Wednesday, January 19, 2011

“For Men Only” Part 2 - Ears To Hear

“What a shame, what folly, to give advice before listening to the facts!”  (Proverbs 18:13) NLT

My wife and I have been reading Shaunti and Jeff Feldhahn’s books “For Men Only” and “For Women Only”.  In the previous post, I gave an excerpt that was very beneficial to me about providing reassurance and continuing to pursue your wife even though the wedding is over.  Today, I want to share an excerpt from “For Men Only” about listening.  Specifically, men need to learn how to do it.  I found this to be full of insight and is an example of what is found throughout the book.  I hope you enjoy!

We’ve all heard, “She doesn’t want you to fix it, she just wants you to listen.”  But even though that phrase is accurate (according to all our interviews), most guys have no idea what it means or how to do it.
I’ll explain how in a minute, but first, here’s what it means.  Three things:
She doesn’t want you to fix it = she doesn’t need you to fix it.

Incase you’re wondering, this doesn’t mean “She doesn’t need you to do anything.”  More on that later.  Instead, the key is to understand why she’s sharing something.  And it’s not—as we think—because she needs our help.
Even if a man provided a very “reasonable” solution to the problem under discussion, just 5 percent of women said that would actually solve their problem.  Add it up, guys.  95 percent of women feel that a reasonable solution would not solve their problem.

What’s more, fully 60 percent of the women felt the offered solution—no matter how reasonable--was a negative.  Some appreciated their man’s suggestion, some didn’t, but the majority felt that it detracted from the sense that he was listening and being supportive.

 “She just wants you to listen” = she wants you to focus on her feelings, not the problem.

She’s not sharing something so you can fix it; she’s sharing it so you can understand how she feels about something that is bothering her.  

Here’s the thing:  For most of our lives, we men have trained ourselves to cut through the clutter of emotion in order to focus on the “real issue.”  Instead, we need to grasp the single most important key to being a good listener:  For our wife, her negative feelings about a problem are the real issue.  In other words, the feelings are what she is trying most to share and have understood, even more than the problem itself.
“It” = an emotional problem, not a technical one

The “she doesn’t want you to fix it” mantra has confused many of us because we know some situations require a fix.  So here’s how you know the difference: If it’s an area of emotional concern, apply listening skills.  If it’s not, apply fixing skills.

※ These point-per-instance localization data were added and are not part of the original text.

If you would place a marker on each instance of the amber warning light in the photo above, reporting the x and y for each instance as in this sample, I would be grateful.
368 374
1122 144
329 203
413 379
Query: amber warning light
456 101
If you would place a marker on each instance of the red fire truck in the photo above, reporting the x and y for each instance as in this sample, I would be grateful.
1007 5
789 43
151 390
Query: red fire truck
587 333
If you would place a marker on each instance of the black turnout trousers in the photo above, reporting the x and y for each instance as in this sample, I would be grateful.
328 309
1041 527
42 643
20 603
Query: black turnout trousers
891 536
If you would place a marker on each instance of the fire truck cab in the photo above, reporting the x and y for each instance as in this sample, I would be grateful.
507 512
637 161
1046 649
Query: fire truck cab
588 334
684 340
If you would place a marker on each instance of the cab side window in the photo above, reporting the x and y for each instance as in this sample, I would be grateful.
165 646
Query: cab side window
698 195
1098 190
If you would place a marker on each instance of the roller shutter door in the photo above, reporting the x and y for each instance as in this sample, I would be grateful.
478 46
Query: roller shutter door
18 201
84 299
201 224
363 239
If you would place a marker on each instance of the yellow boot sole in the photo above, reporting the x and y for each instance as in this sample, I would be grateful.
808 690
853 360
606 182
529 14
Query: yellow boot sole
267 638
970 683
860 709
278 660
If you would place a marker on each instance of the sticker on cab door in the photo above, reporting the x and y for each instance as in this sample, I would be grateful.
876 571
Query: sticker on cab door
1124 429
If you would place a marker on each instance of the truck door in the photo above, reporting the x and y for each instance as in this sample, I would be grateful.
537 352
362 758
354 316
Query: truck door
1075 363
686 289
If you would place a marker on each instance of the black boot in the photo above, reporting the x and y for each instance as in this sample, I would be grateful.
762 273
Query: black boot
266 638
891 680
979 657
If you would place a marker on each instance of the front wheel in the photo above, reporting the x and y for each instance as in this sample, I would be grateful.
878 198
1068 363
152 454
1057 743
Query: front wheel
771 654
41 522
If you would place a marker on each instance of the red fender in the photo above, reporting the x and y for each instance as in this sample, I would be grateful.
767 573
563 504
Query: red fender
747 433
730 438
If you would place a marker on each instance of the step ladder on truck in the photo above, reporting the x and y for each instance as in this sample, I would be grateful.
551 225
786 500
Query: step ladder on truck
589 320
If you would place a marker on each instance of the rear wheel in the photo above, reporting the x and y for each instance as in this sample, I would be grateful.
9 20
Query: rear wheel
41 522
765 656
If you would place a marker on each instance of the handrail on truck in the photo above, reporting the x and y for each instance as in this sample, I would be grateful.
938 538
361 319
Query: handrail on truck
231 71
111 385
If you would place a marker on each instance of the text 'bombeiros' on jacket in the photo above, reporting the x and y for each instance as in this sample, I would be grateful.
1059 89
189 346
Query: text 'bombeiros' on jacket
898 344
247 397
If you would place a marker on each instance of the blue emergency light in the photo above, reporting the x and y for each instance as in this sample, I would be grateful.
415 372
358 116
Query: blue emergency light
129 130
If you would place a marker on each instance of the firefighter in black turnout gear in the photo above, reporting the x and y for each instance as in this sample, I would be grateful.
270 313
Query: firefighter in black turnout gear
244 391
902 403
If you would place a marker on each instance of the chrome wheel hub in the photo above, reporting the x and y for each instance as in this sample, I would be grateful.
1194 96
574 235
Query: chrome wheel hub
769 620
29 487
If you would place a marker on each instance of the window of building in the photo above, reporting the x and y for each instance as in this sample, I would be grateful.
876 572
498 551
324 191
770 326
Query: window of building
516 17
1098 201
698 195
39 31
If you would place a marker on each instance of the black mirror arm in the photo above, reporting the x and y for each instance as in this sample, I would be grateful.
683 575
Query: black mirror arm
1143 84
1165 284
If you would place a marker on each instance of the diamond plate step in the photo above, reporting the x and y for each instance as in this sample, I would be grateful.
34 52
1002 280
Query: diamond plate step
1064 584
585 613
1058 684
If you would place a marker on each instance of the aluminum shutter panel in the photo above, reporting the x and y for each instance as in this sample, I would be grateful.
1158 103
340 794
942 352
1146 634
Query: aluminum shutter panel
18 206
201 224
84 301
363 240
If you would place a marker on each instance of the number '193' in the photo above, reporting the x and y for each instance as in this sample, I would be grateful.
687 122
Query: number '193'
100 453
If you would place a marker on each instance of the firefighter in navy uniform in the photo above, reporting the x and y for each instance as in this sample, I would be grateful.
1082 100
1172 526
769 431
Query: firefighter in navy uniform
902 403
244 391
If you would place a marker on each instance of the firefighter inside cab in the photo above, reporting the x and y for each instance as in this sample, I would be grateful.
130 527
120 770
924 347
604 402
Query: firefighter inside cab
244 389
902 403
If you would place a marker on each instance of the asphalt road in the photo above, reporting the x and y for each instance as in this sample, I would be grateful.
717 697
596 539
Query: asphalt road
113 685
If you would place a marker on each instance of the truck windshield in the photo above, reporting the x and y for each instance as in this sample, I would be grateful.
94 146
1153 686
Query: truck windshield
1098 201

Apply listening skills to areas that define a woman’s relationships, well-being, and sense of self-worth.  Home stresses, for example.  Work.  Friendships.  Conflicts.  


This simply doesn’t apply to those times when your wife tells you something is starting to howl under the gear shift in her Toyota and what should we do?  In such cases, you can safely put away your gender translation gear.
“How not to listen.”
1. tell her she’s overreacting
2. question her version of the facts
3. wonder aloud about the time of the month
4. ask her to quit crying
5. offer spiritual correction (“Are you sure you’re not just envious?”)

For you husbands out there, what can you do to apply these ideas so that it’s something that impacts your relationship and not just something interesting you read?  Odds are this is a legitimate desire of hers, and you have an opportunity to give her what she wants.  A key component in relationships is having both people give sacrificially to the other.  In the last two posts we covered pursuing and listening.  What if you put forth the effort to hit these two things out of the park?   What impact could that have on your relationship?  Give it a shot!  A better relationship can start right here with you.  All you have to do is decide and implement.